Lipkin was a renowned literary translator, often working from languages suppressed by Stalin. He also immersed himself in the cultures of the languages he translated, including Abkhaz, Akkadian, Buryat, Dagestani, Karbardinian, Kalmyk, Kirghiz, Tatar, Tadjik-Farsi and Uzbek. He famously hid a typescript of Vasily Grossman's Life and Fate from the KGB, initiating its journey to the West. Lipkin's translations and literary work earned him numerous accolades, including the title of Kalmykia National Poet (1967) and Hero of Kalmykia (2001).

=== English translations of Semyon Lipkin’s work ===

- After Semyon Izrailevich Lipkin, translation by Yvonne Green. London: Smith/Doorstop, 2011.
- Testimony from the Literary Memoirs of Semyon Izrailevich Lipkin translation by Yvonne Green. (Hendon Press, 2023) ISBN 978-1-739778-51-4
- A Close Reading of Fifty-three poems by Semyon Izrailevich Lipkin translation by Yvonne Green.(Hendon Press, 2023) ISBN 978-1-739778-52-1

=== French translations of Semyon Lipkin’s work ===
- Le Destin de Vassili Grossman (L'Age d'Homme 1990) tr Alexis Berelowitch
- L'histoire d'Alim Safarov, écrivain russe du Caucase (Dekada [Decade]). La Tour-d'Aigues: Editions de l'Aube, 2008.
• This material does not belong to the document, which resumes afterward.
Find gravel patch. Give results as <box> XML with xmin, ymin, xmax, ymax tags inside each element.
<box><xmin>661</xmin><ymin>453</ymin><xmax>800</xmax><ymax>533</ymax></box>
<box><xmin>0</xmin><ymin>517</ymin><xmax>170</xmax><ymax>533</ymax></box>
== Friendship with Vasily Grossman ==

In 1961, the manuscript for Vasily Grossman's Life and Fate was confiscated by the KGB. Semyon Lipkin hid a copy at his dacha and later gave it to Elena Makarova and Sergei Makarov for safekeeping. (Elena Makarova was Lipkin's stepdaughter, and Sergei Makarov her husband.) In 1975, Lipkin enlisted Vladimir Voinovich and Andrey Sakharov to smuggle the manuscript to the West, leading to its publication in 1980. In 2013, Grossman's manuscript was released from the Russian State Archive of Literature and Art.